Review – Lahiri, “The Namesake”

Jhumpa Lahiri, “The Namesake” (2003) (read aloud by Sarita Choudhury) – I cheated a little; usually, for my contemporary literary fiction audiobooks, I only go back as far as 20008-2010 or so. I let this one in on the idea that Jhumpa Lahiri and her stories of upper-middle-class immigrant angst do play an important role in our contemporary literary landscape.

This is the story of the Gangulis, a Bengali Indian-American family. Ashoke and Ashima leave Calcutta for Cambridge when Ashoke goes to MIT for grad school in the late sixties, then moves to the Massachusetts burbs when he gets a job as an engineering professor. They have a son. They tried to follow a Bengali naming tradition where an elder relative names the child, but due to slow mail speed between the US and India and some health crises, they do not get a name from the intended grandma. Pressed by the bureaucratic imperatives of American life, they have to improvise a name, and the little shaver winds up with the handle Gogol Ganguli. The Russian satirist is Ashoke’s favorite writer and he was reading him during a traumatic moment in his life, so. 

A fair amount of young Gogol’s first-generation-cum-Gen X angst gets channeled towards annoyance with his weird name. He’s a brown kid in a white town. He’s far from poor and has a stable and loving family, but has to deal with a certain amount of racism and also back and forth between his parents insistence on preserving at least a little of his Bengali cultural heritage and fully embracing Americanism, and the fact that even if he commits to either option, he doesn’t quite fit in with either culture. He does ok, though, becomes an architect and all, and finds something resembling balance towards the end, but has to go through some difficulties to get there. 

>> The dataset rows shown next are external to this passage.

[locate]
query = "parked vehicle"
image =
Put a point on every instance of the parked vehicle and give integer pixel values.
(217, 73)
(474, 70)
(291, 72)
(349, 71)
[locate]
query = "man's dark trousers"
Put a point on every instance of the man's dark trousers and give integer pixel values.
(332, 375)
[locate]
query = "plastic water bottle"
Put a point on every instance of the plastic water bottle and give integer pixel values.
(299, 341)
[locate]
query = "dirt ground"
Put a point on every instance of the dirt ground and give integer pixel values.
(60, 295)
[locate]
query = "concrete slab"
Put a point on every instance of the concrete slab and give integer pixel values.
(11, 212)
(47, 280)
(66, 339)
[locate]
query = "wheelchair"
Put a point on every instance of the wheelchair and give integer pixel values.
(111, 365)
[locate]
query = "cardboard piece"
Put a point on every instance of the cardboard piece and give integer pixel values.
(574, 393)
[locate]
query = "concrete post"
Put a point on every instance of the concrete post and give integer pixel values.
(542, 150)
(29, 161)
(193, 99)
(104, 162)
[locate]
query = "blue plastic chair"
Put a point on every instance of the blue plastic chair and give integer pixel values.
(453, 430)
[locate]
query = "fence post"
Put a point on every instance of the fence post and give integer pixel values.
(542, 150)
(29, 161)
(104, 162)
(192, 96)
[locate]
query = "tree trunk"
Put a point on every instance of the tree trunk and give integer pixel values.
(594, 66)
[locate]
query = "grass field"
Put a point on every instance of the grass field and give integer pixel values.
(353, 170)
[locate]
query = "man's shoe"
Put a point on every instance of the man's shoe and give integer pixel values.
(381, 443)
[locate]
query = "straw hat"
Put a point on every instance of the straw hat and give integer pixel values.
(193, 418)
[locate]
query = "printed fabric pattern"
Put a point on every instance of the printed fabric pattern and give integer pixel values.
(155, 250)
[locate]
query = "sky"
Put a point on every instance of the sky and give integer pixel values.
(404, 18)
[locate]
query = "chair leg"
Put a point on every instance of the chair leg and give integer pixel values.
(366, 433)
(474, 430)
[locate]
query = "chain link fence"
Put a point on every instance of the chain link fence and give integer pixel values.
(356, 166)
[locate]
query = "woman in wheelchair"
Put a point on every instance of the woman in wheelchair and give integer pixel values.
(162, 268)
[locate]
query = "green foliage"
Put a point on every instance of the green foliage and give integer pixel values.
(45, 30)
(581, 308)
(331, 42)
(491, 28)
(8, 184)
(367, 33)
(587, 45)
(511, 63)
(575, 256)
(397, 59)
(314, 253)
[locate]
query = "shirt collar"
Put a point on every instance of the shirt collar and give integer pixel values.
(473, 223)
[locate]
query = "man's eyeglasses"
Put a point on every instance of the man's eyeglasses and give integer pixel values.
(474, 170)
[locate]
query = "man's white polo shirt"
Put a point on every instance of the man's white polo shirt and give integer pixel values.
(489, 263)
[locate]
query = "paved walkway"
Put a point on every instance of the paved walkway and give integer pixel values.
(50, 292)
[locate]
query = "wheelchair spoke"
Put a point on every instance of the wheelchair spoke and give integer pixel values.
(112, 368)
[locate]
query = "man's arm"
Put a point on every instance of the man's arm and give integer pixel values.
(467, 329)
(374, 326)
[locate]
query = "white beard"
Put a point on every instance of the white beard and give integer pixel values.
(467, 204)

I will say… as someone who grew up in Massachusetts in the late twentieth century, and had South Asian classmates whose first names did strike us white kids as odd and amusing, we wouldn’t get or care that “Gogol” was any different from any other “weird-sounding” name. I guess the Gogol thing maybe more gets something else across. If the MIT career path didn’t let you know, these are smart, cultured people. America is impressive to them for its material wealth (though they’re a little miffed by how uncommon domestic help is, compared to West Bengal where they never had to sweep their own floors!), not for its cultural accomplishment. It’s not just sentimental attachments that lead the Ganguli parents to cling to Bengali ways- American ways seem cheap, rootless, no weight of past or custom behind them. It’s not just supposedly timeliness customs, either- it’s also things like the expectation that educated people will develop degrees of culture that even rich, educated Americans mostly don’t bother with. I’ve run into this with similarly-situated immigrants or first-generation Americans in my life, not just from South Asia but from all over. 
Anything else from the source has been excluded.